The International Swaps and Derivatives Association (ISDA), the Alternative Investment Management Association (AIMA), the European Fund and Asset Management Association (EFAMA) and the Futures Industry Association (FIA) have published a response to the European Commission’s proposed amendments to the European Market Infrastructure Regulation (EMIR) to make derivatives clearing in the EU more attractive, known as EMIR 3.0.
“The EC has taken some important steps towards strengthening the competitive position of Europe’s growing derivatives markets in the EMIR 3.0 proposal. The amendments address the efficiency and resilience of financial market infrastructure in the EU,” the associations stated.

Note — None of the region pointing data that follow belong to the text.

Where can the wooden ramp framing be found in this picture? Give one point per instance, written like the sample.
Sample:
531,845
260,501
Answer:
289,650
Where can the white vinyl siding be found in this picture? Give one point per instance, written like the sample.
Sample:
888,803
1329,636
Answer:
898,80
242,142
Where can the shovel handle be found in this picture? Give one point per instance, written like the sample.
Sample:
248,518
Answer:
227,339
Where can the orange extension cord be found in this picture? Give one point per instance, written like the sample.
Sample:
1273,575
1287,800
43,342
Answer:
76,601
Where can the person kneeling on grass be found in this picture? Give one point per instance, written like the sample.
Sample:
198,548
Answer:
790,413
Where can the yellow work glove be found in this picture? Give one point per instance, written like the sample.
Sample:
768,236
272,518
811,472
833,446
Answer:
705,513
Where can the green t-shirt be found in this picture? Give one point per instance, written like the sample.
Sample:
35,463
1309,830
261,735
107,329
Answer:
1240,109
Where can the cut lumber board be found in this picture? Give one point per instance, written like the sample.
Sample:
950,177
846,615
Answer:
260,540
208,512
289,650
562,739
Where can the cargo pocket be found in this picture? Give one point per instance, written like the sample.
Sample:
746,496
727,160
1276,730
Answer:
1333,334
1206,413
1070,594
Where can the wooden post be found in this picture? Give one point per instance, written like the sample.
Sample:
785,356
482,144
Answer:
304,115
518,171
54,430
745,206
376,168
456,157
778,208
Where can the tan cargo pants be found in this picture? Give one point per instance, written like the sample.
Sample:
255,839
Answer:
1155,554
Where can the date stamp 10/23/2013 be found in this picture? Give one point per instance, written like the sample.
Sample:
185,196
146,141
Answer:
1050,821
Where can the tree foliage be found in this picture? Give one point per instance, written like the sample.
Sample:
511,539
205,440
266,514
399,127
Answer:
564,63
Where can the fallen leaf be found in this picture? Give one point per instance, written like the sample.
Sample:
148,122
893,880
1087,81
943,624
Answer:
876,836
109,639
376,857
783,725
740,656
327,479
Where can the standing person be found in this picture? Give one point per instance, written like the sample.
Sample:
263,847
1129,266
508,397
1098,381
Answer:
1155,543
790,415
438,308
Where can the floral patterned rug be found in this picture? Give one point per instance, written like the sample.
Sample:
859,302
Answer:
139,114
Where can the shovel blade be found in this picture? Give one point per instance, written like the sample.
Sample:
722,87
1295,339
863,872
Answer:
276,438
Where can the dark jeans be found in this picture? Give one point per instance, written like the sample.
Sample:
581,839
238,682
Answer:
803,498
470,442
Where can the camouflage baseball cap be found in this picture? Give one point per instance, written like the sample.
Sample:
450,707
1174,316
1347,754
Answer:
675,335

These include proposals to streamline supervisory practices for new EU central counterparty (CCP) product approvals, efforts to facilitate the availability of cross-border intragroup transaction exemptions, and amendments to the Undertakings for Collective Investment in Transferable Securities Directive and Money Market Funds Regulation to incentivize clearing of over-the-counter (OTC) derivatives, they added.
“Such measures would further reinforce the positive trends already observed in the clearing of euro-denominated contracts at EU CCPs. A strategy based on organic growth and market-driven solutions would best support the competitiveness of EU CCPs in a global clearing marketplace,” the response said.
However, the EC has proposed that firms subject to the EU clearing obligation should have an active account at an EU CCP, while giving the European Securities and Markets Authority (ESMA) the power to define the portion of certain euro- and Polish zloty-denominated contracts that should be cleared through those accounts via secondary regulation.
”Changes to capital rules would reinforce this, making it less commercially viable for EU market participants to clear throughCCPs based outside the EU,’ the four associations claimed.
“We remain convinced that these measures, as proposed, would be harmful to EU capital markets. They would make EU firms less competitive and would have a negative impact on the derivatives market, EU clearing members and their clients, EU investors and savers, and the Capital Markets Union,” they continued.
For EU firms, this would not only hinder their ability to provide best execution to clients, but would also be costly to implement, they said.
“We believe the EC should substantiate the risk of clearing through tier-two CCPs based outside the EU and provide a robust cost-benefit analysis of the proposed active account requirements.”